読書感想文というタイトルだが、全く小学生が真似しても仕方のない散文なので注意しておくこと。また、本題でもあるが本冊はミステリーホラーがメインだから、感想文には適さない。

ネタバレを以下数行先からします。『Another』『Another エピソードS』の中身にも触れるためこれら前作を読んでいない方も控えてください。

まず、ネタバレにならないところから。
残念ながらアニオタなので、今回の感想はアニメ『Another』と関連している。私の『Another』はちょうどアニメ化された頃にアニメを先に見たか、いや、恐らく小説を先に読んだ気がするが、そこからスタートした。ミステリーといえば、『イニシエーションラブ』や『うみねこのなく頃に』(これがミステリーかファンタジーかはひとまずおいて)、そしてその後京極夏彦の『百鬼夜行シリーズ』も読んだ。一方でいまだにアガサクリスティやらのいわゆる古典ミステリーは知らない。その上での感想と踏まえて欲しい。

正直なところ、文庫版の辻村深月さんのコメントがまさしく整ったものであれに要素は詰まっていると思う。それを少し、個人的な感想も踏まえて書き記したい。

まず、『Another』はミステリーとして王道である一方、制約が多すぎるようにも思う。「もう1人」という記憶すら改竄するその仕組みが解決を困難にし、今回であれば榊原が出てこないと解決しようがない、とすら見える。いわばそれはクローズドサークルなのに外部と連携が取れて、それでwhyダニットがわかるような。
その上で、逆に犯人(もう1人のうちの1人)がわかっているという状況で始める、もう2人(anotherとは正確には異なるわけだが、読者としては犯人は1人に絞れているのだから良いという、逆説的状況を私は好ましく思う)という新しい要素を入れ込んだため、ミステリとしての面白さは若干かけてしまっていると思う。むしろ『Another』の小説、アニメのトリックは上手く行きすぎていて気持ち悪いレベルに面白かったのだと思う。次のホラー要素にも繋がるが、人を死なせ過ぎてだれがもう1人なのか、絞れてしまっているのも難しいところだ。ただ、恐らく作者が重要視している「どこから2人になったのか」というところは面白い要素だと思った。完全解を求めようとする読者からするとなかなか及ばない、問題として提示されていないのではないかと思う一方、読み直してみたいと思わせるポイントである。

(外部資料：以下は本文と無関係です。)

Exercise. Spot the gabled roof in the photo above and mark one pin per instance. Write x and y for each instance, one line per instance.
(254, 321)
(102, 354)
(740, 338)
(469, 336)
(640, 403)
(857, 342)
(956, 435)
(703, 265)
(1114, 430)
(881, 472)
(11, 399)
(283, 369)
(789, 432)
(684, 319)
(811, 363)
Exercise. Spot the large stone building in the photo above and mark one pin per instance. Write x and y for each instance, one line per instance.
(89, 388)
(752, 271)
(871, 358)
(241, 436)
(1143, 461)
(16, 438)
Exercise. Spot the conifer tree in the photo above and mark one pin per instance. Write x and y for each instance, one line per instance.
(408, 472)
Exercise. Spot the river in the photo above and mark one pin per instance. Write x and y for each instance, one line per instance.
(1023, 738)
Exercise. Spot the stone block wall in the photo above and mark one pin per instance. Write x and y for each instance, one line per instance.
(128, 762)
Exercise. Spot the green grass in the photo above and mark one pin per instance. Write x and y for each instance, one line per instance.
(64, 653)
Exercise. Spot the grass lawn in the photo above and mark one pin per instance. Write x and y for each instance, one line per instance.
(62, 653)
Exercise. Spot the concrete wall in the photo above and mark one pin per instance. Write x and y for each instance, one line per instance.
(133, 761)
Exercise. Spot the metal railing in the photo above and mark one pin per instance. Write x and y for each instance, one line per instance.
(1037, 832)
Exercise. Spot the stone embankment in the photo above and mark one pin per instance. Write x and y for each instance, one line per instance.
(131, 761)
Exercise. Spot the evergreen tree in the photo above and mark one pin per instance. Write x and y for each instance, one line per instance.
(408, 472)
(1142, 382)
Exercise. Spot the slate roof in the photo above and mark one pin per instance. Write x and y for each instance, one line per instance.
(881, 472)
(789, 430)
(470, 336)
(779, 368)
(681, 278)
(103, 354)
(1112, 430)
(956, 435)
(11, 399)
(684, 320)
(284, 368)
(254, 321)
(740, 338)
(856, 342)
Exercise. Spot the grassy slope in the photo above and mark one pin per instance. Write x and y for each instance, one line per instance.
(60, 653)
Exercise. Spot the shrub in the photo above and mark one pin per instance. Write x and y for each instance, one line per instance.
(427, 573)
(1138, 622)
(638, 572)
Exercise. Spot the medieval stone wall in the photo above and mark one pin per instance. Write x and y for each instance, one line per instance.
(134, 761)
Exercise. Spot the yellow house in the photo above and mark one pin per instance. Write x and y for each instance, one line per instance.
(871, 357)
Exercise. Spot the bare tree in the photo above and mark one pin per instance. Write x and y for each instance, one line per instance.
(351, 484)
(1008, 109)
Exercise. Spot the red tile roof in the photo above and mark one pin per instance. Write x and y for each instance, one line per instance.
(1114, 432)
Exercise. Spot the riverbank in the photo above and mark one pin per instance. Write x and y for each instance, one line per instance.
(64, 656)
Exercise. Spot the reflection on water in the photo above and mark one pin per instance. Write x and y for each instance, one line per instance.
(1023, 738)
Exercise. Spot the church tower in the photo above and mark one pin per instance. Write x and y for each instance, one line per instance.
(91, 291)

この作品、「Another」シリーズはホラーエンタメとして構成されている。階段で滑って傘が喉を突き刺してしまう、という確かに日常で起こらないとは言えないがねーよという(あるあ……ねーよ、という懐かしいミーム)伝説的な事故を始め、ことごとくすごい死に方をしていくのは本当に面白い。アニメの洋館事件はとんでもない描写になっていて、もはやあり得ないとかを言わす暇がないのだが、今回はそれを越えようとしているように思う。意図的に試みているのが(ある意味死なない事件も含めてミスリードおよび作品の雰囲気作り)無理をしているようにも思えた。それでも最後にヘリコプター出てきたのは本当に意味がわからないし、大爆笑してしまった。次回作にプレッシャーがかかってしまうのが私は心配だが、これは「Another」シリーズでしか味わえない醍醐味なので楽しみだ。

最後に本作のミステリーとしての種、そして青春小説としての種について思うところを。『Another』から思う自然なことは、これはいじめを題材にしているということだ。誰かをいないものにする、そんないじめが正当化される。『Another 2001』で試みられたのは本当のいじめに流用されてしまうということ。それが3部構成の1つ目。邪な気持ちでいないものを引き受けたからこそ、こんな目にあってしまうという背景がついているのも、いじめっ子がいじめられる側に回るというパターンを上手く生かしている。
始めから犯人とわかっている赤沢は、優秀な主人公の助手を勤めている。ある意味そのポジションの人物が作品途中で亡くなることはミステリーの掟に反する。もちろん真の助手は見崎なのだから問題はないのだが、葉住を鬱陶しく感じるのに対し、いとこという立場以上に親しくしている赤沢には異性の好意を少し感じる。ここがこの作品の2つめのテーマ。『Another』でも榊原と見崎の関係は恋人ではなく、そしてそのまま、まるで自家栽培だから上手く実らなかったかのよう。だからもう少し意図的に恋愛要素を持ち出したし、そしていい関係だった相手が犯人であるという、これまた典型的なパターンに落とし込めているのである。この助手のような振る舞いと好意を寄せている人の振る舞いとが両立している不思議な存在だからこそ終盤に主人公を支えられるポジションに当たるのだ。
そして最後に見崎の双子、そして実の母、義理の母という関係性である。これに関しては『Another』では描ききれなかった、むしろ『エピソードS』の方がそういった血の繋がりというテーマを描けていたからこそ、今『2001』で扱うにふさわしいことのように思う。辻村さんのあとがきをあとは参考にしてもらえば、私が拙い文章で書くよりまとまっていて素晴らしい。最後に見崎が少し微笑みながら胸に突き刺す描写は、それでしか「Another」足り得ないと思わせるもので解釈一致だった。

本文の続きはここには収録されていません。